Thus the familiar Federalist safeguards: a strong president, a ponderous senate, and most brilliantly, judicial review, the brainchild of Hamilton and Marshall. Jay's contribution to the "Federalist persuasion" was rather a matter of style. He eschewed both the high-souled ambition of Hamilton and the provocative plumage of the Virginia gentry. He did not, like Hamilton, die a young and darkly Greek death, nor did he, like Washington and Jefferson, retire to a porticoed mansion. His last years were spent in a modest farmhouse in Bedford where he read the Bible and lamented the decay of the republic—a preppie nirvana. 

Jay was not a reluctant democrat: he was a boring aristocrat, and in history the penalty for dullness is obscurity. Had he openly defended the aristocratic ideal he cherished, his claims would be greater. The materials were there, but the candor was lacking. Greek culture, Werner Jaeger wrote in Paideia, "begins in the aristocratic world of early Greece, with the creation of a definite ideal of human perfection, an ideal towards which the élite of the race was constantly trained." 

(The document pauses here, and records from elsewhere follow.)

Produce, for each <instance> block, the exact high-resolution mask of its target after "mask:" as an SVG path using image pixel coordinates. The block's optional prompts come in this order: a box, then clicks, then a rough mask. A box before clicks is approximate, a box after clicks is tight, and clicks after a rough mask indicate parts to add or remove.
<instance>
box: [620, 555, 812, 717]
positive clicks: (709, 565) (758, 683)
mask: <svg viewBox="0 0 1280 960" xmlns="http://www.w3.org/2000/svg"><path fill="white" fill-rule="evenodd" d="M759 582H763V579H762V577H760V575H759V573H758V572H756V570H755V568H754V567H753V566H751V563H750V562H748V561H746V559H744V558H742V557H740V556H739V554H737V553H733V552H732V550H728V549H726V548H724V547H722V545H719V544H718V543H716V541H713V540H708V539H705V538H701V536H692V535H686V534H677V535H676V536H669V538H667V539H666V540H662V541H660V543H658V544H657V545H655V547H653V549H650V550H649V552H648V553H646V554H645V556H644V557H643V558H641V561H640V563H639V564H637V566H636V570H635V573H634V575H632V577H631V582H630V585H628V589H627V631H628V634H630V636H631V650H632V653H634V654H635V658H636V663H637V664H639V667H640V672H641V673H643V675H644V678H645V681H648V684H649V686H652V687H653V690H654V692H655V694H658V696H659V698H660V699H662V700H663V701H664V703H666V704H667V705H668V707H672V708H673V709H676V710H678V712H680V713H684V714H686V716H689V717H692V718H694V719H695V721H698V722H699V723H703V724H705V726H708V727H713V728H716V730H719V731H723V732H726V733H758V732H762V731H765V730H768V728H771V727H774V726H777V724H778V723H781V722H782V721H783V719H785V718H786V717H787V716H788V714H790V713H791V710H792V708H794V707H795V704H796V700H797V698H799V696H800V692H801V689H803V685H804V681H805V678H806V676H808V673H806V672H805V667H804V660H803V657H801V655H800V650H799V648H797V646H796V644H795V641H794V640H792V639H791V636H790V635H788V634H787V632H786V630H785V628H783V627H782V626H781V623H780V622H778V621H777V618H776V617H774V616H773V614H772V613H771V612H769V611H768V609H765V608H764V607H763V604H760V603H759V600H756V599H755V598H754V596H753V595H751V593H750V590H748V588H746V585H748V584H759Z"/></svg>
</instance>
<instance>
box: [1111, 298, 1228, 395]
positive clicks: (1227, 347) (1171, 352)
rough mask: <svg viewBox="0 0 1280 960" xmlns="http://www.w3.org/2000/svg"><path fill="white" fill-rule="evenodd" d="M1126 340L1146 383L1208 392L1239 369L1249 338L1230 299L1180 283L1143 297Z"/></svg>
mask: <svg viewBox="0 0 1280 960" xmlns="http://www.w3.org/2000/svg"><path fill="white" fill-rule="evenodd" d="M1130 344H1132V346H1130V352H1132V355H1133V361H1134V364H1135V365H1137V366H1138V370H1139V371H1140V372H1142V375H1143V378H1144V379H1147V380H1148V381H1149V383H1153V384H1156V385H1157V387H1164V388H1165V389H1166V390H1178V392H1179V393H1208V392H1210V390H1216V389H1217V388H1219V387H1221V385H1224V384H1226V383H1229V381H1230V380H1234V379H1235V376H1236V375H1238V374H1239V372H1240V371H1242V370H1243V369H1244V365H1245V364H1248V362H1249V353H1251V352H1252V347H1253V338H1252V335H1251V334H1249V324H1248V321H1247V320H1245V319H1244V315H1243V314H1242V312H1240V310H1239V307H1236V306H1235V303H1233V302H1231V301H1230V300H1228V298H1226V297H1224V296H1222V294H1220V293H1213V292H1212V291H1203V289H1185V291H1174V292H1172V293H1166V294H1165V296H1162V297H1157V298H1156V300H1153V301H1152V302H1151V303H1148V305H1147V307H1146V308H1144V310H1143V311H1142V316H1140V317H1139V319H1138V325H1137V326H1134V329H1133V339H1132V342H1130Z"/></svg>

The knightly ideal of old Greece— kalokagathia, beauty and loftiness of spirit—became in Athens a democratic ideal; Jefferson sought to make it the touchstone of American democracy, and in Greek accents he spoke of the time when, "under our democratic stimulants," every man "is potentially an athlete in body and an Aristotle in mind." Roundhead bigotry might deny it, but the aristocratic temperament, when not ossified and feudal, has something to contribute to the moral and spiritual life of a people. In Jay, however, as well as in the mandarin class which he inspired, all the characteristic virtù of nobility is lost in caution and defensiveness, in mere gentility. Stahr's book, scrupulously researched and carefully composed, cannot finally make a compelling figure of a man who, for all his decency, concealed too much of what he was.